A prospective observational study of catheter-related bacteraemia and thrombosis in a haemodialysis cohort: univariate and multivariate analyses of risk association.
Nephrol Dial Transplant. 2010 Jan 6;
Authors: Thomson P, Stirling C, Traynor J, Morris S, Mactier R
BACKGROUND: Central venous catheterization is a fundamental component in delivering haemodialysis yet is associated with significantly higher complication rates than other methods of vascular access. In this study, we report results of univariate and multivariate analyses designed to identify and quantify independent risk association for catheterization type, clinical variables and laboratory variables with regard to the development of catheter-related bacteraemia (CRB) and catheter failure due to poor haemodialysis flow. METHODS: A 2-year prospective study of all incident haemodialysis vascular access catheter insertions was conducted.

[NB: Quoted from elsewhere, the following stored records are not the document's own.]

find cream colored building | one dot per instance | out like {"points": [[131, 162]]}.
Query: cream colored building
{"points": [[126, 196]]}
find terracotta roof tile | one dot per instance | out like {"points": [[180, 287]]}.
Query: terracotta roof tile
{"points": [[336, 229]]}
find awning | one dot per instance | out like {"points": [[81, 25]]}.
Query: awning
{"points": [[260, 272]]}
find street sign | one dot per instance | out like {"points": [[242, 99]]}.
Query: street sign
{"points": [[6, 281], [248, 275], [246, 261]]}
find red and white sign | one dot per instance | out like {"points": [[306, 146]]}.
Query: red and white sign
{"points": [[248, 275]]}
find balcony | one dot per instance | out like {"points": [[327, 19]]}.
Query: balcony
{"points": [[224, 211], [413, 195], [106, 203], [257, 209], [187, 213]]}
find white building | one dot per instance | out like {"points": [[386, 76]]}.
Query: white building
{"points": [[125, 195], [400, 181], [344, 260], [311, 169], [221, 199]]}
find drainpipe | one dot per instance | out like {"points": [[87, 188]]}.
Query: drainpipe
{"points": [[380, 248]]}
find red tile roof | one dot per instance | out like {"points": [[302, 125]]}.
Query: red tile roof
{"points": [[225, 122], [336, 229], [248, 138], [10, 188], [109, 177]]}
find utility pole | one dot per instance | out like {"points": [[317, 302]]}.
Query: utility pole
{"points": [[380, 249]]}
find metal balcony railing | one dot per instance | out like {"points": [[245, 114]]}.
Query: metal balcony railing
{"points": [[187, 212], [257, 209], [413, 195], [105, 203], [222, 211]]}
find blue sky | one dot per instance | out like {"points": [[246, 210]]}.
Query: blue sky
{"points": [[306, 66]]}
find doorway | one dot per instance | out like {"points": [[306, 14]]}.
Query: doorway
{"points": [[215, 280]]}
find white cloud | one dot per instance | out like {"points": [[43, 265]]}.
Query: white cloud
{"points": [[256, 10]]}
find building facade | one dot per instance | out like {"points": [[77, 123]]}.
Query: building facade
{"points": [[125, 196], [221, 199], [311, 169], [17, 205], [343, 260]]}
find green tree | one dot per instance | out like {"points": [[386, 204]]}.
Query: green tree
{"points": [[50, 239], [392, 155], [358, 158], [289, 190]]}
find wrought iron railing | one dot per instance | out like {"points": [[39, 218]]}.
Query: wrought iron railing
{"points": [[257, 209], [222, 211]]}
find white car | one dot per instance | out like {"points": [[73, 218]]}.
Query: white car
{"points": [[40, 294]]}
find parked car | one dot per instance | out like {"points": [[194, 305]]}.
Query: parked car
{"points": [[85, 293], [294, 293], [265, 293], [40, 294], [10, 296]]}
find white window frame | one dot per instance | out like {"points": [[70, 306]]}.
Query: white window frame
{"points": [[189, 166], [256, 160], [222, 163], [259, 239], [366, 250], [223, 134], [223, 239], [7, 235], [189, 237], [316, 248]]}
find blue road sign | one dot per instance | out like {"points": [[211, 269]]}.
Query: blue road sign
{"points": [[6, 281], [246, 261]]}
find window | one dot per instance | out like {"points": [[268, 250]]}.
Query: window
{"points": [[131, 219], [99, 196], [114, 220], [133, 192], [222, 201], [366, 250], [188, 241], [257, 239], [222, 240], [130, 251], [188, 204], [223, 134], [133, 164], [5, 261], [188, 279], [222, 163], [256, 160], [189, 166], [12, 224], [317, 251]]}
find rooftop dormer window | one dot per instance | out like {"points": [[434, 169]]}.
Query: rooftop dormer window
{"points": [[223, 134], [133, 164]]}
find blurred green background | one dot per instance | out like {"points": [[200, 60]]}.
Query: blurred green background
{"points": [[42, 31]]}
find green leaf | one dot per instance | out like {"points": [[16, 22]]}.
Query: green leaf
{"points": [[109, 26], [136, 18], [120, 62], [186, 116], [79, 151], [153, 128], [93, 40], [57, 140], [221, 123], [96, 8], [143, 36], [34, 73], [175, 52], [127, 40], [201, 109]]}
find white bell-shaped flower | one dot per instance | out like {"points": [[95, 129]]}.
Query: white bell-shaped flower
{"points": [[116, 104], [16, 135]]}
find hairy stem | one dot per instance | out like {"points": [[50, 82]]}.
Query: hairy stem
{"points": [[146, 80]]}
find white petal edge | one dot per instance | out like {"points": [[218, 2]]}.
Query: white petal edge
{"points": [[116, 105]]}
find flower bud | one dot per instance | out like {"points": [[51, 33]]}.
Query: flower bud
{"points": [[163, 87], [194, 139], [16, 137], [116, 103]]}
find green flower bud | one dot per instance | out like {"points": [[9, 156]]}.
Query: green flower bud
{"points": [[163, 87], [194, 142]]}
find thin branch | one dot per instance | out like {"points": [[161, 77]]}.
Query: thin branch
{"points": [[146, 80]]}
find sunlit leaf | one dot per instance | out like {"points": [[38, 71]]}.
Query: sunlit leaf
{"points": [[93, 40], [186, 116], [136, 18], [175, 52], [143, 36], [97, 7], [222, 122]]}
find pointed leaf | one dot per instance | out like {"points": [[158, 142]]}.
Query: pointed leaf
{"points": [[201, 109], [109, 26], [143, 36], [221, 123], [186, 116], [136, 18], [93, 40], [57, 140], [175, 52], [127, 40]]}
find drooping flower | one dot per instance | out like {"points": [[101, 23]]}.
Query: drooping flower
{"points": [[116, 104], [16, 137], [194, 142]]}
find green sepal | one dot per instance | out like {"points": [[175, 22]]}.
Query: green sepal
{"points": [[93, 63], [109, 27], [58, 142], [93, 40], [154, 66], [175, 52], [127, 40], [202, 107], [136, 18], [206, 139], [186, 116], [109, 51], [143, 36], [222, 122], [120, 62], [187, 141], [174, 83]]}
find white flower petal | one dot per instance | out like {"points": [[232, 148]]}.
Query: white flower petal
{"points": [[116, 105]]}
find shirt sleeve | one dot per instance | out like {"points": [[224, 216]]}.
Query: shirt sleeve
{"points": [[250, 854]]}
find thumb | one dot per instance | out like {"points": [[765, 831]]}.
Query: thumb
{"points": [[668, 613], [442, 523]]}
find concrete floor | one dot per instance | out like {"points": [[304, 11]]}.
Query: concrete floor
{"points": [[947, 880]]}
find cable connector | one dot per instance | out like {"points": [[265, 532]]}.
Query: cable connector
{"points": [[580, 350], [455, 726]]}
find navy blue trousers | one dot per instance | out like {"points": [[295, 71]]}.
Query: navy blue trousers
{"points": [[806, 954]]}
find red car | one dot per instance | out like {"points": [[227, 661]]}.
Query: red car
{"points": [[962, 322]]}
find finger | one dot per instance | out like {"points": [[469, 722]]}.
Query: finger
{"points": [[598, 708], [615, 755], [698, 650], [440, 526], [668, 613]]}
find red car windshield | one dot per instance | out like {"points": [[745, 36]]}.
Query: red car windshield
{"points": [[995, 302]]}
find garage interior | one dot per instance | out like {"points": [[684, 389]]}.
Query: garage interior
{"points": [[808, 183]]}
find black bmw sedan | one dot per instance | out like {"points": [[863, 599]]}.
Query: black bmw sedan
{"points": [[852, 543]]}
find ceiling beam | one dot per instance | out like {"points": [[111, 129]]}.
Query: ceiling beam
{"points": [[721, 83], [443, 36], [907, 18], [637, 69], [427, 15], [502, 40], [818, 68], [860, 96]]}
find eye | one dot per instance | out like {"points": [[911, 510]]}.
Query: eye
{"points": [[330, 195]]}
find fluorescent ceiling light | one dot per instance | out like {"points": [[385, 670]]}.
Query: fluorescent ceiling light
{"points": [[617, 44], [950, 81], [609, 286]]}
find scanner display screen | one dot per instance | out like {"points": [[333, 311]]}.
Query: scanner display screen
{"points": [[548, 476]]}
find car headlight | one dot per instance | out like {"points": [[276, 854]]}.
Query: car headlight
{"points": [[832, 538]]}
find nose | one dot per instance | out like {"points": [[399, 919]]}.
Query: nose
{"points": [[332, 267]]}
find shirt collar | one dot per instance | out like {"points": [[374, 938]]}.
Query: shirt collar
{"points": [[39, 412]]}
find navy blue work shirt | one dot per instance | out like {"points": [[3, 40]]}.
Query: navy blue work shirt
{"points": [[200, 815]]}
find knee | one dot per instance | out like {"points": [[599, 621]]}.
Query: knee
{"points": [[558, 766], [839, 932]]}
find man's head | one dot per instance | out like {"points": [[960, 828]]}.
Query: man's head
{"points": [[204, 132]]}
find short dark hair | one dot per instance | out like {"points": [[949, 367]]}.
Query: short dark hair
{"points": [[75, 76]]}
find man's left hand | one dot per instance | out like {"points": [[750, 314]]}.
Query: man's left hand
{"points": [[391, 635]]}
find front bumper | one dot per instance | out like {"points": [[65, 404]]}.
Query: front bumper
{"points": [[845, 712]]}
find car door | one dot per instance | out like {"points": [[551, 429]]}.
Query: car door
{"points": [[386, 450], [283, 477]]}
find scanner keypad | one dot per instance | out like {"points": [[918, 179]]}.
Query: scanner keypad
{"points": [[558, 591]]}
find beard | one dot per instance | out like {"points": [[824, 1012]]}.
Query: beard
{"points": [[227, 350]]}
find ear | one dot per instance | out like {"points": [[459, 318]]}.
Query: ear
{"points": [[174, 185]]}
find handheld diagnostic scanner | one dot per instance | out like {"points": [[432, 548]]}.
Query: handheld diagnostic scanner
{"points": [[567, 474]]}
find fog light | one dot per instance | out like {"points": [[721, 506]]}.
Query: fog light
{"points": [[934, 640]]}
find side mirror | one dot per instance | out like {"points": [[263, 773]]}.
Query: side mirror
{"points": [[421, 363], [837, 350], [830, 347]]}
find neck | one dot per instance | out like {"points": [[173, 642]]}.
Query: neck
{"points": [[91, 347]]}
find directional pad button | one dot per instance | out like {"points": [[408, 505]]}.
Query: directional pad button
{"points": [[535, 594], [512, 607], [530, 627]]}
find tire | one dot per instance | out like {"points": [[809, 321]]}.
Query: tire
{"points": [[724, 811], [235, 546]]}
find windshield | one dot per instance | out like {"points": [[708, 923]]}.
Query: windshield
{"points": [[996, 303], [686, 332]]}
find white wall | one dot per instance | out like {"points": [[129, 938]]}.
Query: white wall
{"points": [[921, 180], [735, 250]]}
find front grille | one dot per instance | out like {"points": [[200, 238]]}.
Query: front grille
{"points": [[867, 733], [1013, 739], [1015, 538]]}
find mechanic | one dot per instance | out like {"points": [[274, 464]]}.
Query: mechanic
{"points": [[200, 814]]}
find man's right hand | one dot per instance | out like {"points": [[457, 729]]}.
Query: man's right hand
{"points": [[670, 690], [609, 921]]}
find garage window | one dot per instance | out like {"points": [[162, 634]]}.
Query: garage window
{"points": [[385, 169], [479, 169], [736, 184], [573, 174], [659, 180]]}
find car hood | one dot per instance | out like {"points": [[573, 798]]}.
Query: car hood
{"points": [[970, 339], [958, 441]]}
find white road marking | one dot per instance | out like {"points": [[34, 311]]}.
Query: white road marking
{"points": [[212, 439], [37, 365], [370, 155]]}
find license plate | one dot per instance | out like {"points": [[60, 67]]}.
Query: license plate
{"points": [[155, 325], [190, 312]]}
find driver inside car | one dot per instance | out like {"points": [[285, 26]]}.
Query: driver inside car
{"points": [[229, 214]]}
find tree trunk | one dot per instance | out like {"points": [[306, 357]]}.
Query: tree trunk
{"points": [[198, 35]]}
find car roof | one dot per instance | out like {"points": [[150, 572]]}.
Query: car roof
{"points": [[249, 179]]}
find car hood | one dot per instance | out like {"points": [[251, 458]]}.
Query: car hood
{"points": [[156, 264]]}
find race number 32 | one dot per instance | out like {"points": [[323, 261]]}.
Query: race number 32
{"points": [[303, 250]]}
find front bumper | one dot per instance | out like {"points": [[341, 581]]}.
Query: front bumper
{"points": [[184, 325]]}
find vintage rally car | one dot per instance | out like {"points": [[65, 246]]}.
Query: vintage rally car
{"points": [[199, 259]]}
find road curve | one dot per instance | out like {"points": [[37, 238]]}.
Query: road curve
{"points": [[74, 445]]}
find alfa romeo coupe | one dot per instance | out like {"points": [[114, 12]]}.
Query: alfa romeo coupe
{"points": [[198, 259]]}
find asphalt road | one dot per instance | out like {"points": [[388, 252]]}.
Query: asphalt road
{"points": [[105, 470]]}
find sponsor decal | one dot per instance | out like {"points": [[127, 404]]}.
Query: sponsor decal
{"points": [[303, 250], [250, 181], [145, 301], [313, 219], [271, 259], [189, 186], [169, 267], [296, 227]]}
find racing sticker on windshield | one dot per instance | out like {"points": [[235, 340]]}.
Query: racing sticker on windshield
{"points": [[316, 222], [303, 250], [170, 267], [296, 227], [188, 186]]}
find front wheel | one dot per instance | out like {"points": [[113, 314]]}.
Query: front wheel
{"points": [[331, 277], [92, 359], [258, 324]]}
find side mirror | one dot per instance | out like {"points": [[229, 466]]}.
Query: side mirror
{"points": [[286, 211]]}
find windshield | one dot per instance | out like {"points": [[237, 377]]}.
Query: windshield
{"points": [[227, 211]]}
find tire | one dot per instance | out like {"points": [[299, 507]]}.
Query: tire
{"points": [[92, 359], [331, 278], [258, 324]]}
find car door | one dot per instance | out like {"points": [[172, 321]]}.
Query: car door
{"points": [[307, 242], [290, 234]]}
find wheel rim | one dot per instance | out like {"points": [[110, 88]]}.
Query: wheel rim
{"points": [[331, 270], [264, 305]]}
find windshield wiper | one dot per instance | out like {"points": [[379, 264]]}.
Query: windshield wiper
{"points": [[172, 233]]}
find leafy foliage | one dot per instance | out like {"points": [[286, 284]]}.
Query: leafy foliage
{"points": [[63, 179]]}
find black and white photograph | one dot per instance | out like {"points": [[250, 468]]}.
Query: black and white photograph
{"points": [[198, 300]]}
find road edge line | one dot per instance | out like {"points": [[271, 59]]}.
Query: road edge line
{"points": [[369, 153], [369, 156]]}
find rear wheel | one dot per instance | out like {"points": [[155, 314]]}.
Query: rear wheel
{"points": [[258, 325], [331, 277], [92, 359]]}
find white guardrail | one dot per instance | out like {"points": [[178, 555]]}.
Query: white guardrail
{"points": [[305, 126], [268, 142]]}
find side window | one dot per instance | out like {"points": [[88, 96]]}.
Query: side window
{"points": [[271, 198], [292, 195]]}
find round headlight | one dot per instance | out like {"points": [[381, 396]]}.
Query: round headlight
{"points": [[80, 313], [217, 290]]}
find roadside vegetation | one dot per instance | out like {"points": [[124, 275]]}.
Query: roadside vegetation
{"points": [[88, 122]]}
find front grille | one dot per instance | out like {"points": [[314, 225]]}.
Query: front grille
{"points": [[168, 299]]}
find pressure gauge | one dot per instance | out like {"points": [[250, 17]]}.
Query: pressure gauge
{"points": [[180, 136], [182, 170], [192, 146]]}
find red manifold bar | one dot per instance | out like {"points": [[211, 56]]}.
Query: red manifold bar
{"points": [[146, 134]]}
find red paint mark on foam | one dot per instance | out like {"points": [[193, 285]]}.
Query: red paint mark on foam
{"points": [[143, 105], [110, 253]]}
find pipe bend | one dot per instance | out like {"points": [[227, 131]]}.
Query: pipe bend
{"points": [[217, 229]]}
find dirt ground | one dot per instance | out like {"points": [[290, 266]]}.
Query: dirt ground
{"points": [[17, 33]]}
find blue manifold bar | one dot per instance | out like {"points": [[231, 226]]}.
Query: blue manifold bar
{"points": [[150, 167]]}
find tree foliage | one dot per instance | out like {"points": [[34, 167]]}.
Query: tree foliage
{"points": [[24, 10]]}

Laboratory and clinical variables were recorded at catheter insertion, and the clinical course was followed up to the point of catheter removal. CRB and catheter failure due to poor flow were recorded as outcome events. Univariate and multivariate analyses were used to test for association between clinical and laboratory variables and outcome. RESULTS: Forty-four thousand five hundred seventy-six catheter days were accumulated over the study period. Multivariate analysis demonstrated an independent association between non-tunnelled catheterization procedures and adverse outcomes compared with tunnelled central venous catheter insertions. Elevated modified Charlson comorbidity score was independently associated with the development of CRBc. Elevated C-reactive protein and low haemodialysis blood pump flow were independently associated with catheter failure due to poor flow. CONCLUSIONS: The data demonstrate that tunnelled central venous catheter insertions have an association with lower complication rates than non-tunnelled central venous catheter insertions that is independent of whether patients have acute or chronic renal failure, or high levels of comorbidity.